Le nouveau texte, adopté par les députés le 9 juillet, instaure des mesures de « prévention » à proximité des lieux accueillant du public (terrains de jeux pour enfants, écoles, crèches, halte-garderie, centres de loisirs, bâtiments de soins, hôpitaux, maisons de retraite). Il prévoit la mise en place de protections adaptées (haies, buses antidérives, dates et horaires d'utilisation des produits, etc.) ou d'une distance minimale d'utilisation fixée selon les situations locales ou des types de production. « Une formulation beaucoup plus acceptable », selon les députés de l'opposition qui demandaient la suppression pure et simple de cet article.

Ces derniers ont toutefois réclamé que soit précisée la notion de proximité. Ils souhaitaient également savoir si la mise en place de ces mesures sera financée. Stéphane Le Foll n'a pas répondu, en revanche un consensus a été trouvé pour les établissements nouveaux. Ainsi, en cas de nouvelle construction à proximité d'exploitations agricoles, le porteur de projet prendra en compte la nécessité de mettre en place des mesures de protection physique.
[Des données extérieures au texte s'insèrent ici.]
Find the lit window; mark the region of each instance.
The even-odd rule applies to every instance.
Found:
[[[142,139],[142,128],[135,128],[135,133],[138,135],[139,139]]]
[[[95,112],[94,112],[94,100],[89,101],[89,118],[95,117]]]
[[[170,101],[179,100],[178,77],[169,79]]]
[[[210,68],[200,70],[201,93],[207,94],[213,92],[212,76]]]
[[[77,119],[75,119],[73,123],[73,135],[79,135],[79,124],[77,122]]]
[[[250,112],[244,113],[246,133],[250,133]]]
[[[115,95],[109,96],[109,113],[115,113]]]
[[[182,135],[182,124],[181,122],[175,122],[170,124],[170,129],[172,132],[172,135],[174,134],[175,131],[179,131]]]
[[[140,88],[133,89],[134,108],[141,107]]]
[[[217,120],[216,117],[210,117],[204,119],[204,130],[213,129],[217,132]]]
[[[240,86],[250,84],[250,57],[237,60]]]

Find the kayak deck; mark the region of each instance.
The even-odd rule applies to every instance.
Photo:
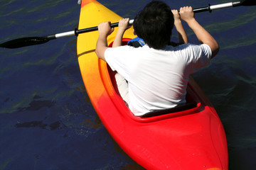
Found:
[[[97,1],[82,0],[79,29],[120,16]],[[92,16],[95,16],[91,17]],[[117,33],[109,36],[111,44]],[[225,134],[212,104],[191,78],[186,99],[190,109],[149,118],[134,115],[117,91],[114,72],[95,52],[97,31],[78,38],[81,75],[91,103],[121,148],[146,169],[228,169]],[[132,28],[124,42],[135,38]]]

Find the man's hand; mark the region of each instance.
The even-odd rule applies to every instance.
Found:
[[[181,18],[186,23],[195,20],[195,13],[191,6],[184,6],[180,8]]]
[[[110,22],[101,23],[98,26],[100,35],[107,37],[114,31],[114,28],[110,27]]]
[[[128,18],[120,19],[118,24],[119,30],[124,32],[126,30],[130,28],[132,26],[129,24],[129,18]]]

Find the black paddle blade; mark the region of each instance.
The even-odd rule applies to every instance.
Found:
[[[245,0],[242,2],[242,6],[256,6],[256,0]]]
[[[50,40],[46,37],[28,37],[15,39],[0,44],[1,47],[18,48],[29,45],[43,44]]]

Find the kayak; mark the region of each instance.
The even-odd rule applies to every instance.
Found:
[[[95,0],[82,0],[78,29],[120,18]],[[117,30],[108,37],[110,46]],[[114,73],[95,54],[98,35],[94,31],[78,35],[78,62],[90,101],[120,147],[146,169],[228,170],[223,125],[195,81],[191,78],[188,82],[188,104],[137,117],[120,97]],[[132,28],[125,32],[123,44],[134,38]]]

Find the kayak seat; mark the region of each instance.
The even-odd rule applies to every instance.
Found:
[[[166,114],[171,114],[172,113],[176,113],[180,111],[186,110],[197,107],[196,103],[188,103],[175,108],[166,108],[164,110],[153,110],[140,116],[140,118],[150,118],[156,115],[161,115]]]

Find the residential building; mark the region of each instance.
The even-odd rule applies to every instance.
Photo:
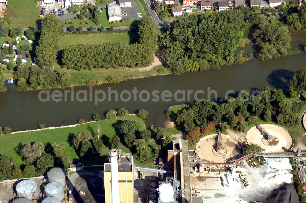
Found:
[[[171,11],[174,16],[183,15],[183,8],[181,6],[174,6],[171,9]]]
[[[118,5],[119,6],[119,5]],[[106,203],[134,202],[133,156],[122,156],[122,150],[112,149],[110,163],[104,164]]]
[[[164,0],[164,3],[165,4],[174,4],[175,3],[174,0]]]
[[[245,6],[244,0],[236,0],[235,1],[235,7],[244,6]]]
[[[113,4],[107,6],[108,20],[110,22],[118,21],[122,19],[120,5]]]
[[[230,9],[230,2],[228,1],[219,2],[218,3],[219,11],[224,11]]]
[[[200,8],[201,10],[212,9],[212,0],[201,0],[200,2]]]
[[[119,0],[118,2],[121,8],[132,7],[131,0]]]
[[[260,0],[250,0],[250,7],[252,7],[254,6],[260,7]]]
[[[281,3],[281,0],[269,0],[269,6],[271,8],[277,6]]]

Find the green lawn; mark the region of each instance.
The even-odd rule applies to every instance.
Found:
[[[28,28],[34,25],[39,18],[39,7],[35,0],[9,0],[7,14],[5,19],[9,23],[9,27],[20,26]]]
[[[12,157],[16,165],[20,166],[22,164],[25,164],[26,163],[22,160],[21,157],[17,154],[14,150],[14,148],[20,142],[22,144],[26,144],[31,142],[38,141],[45,144],[56,142],[66,147],[65,153],[72,160],[73,159],[78,158],[78,156],[74,149],[69,146],[67,142],[67,140],[70,137],[69,135],[75,134],[80,132],[90,132],[91,128],[92,128],[95,132],[96,132],[97,126],[99,124],[102,128],[101,133],[101,137],[103,141],[102,149],[106,149],[107,147],[106,145],[108,145],[109,138],[116,133],[112,125],[118,120],[127,119],[139,122],[141,124],[144,129],[145,127],[142,120],[135,115],[132,115],[111,119],[102,120],[75,127],[2,135],[0,136],[0,154],[7,155]],[[96,164],[98,163],[100,161],[100,160],[95,160]],[[92,159],[88,160],[89,163],[91,163],[95,161],[94,160]]]
[[[136,33],[66,35],[60,37],[58,47],[60,49],[62,49],[69,45],[80,43],[102,44],[106,42],[116,42],[129,43],[130,40],[133,41],[137,37],[138,34]]]

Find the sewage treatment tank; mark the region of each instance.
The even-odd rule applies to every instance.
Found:
[[[66,186],[66,172],[62,168],[55,167],[49,170],[47,173],[49,182],[58,182]]]
[[[61,203],[61,201],[60,199],[55,197],[49,197],[45,198],[41,203]]]
[[[32,180],[25,179],[18,183],[16,186],[16,194],[19,197],[34,199],[38,195],[37,184]]]
[[[51,182],[45,187],[45,192],[47,197],[56,197],[62,200],[64,199],[64,187],[58,182]]]

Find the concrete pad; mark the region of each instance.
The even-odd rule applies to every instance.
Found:
[[[285,128],[276,125],[262,124],[263,128],[278,142],[273,146],[269,146],[263,135],[256,126],[252,127],[247,132],[245,136],[247,141],[249,144],[255,144],[260,146],[266,152],[286,152],[291,149],[294,143],[294,139],[289,131]]]

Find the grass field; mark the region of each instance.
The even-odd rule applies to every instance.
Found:
[[[117,120],[129,119],[135,120],[141,124],[144,129],[145,127],[143,120],[135,115],[128,116],[111,119],[102,120],[89,124],[85,124],[75,127],[58,128],[53,130],[45,130],[40,131],[23,132],[15,134],[9,134],[0,136],[0,154],[7,155],[12,157],[16,165],[20,166],[26,164],[21,156],[19,156],[14,150],[14,148],[19,142],[26,144],[31,142],[40,142],[46,144],[56,142],[66,147],[65,153],[72,160],[78,158],[74,149],[70,146],[67,140],[73,134],[78,132],[90,132],[91,128],[96,132],[97,126],[100,125],[102,128],[101,137],[103,143],[102,149],[107,148],[109,138],[116,133],[115,128],[112,126]],[[122,144],[120,144],[120,145]],[[90,163],[95,161],[91,157]],[[97,160],[96,162],[96,163]],[[99,161],[100,160],[99,160]]]
[[[138,34],[120,33],[112,34],[93,34],[66,35],[60,37],[58,47],[62,49],[69,45],[81,43],[82,44],[102,44],[106,42],[120,42],[129,43],[138,38]]]
[[[10,27],[20,26],[22,28],[28,28],[39,18],[39,8],[36,6],[35,0],[8,1],[6,20],[9,22]]]

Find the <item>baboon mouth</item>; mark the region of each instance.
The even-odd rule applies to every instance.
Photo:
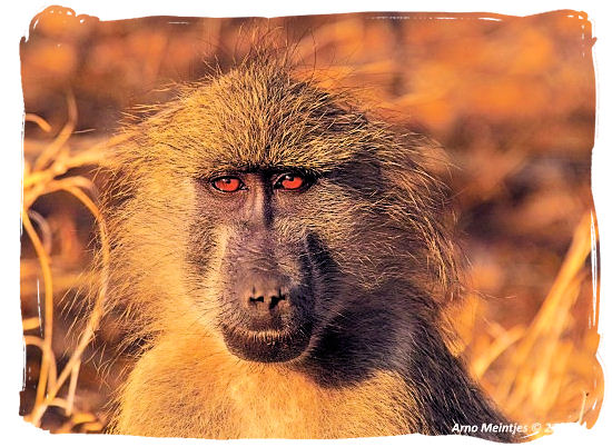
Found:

Stéphane Le Foll a par ailleurs défendu bec et ongle les nouvelles prérogatives de l'Anses (Agence nationale de sécurité sanitaire de l'alimentation, de l'environnement et du travail) concernant les autorisations de mise sur le marché des produits phytosanitaires. Il avait déjà ferraillé dur en première lecture du texte avec les deux institutions (Assemblée nationale et Sénat) sur cette question. Il a aussi réaffirmé son objectif de voir l'utilisation des produits phytosanitaires diminuer.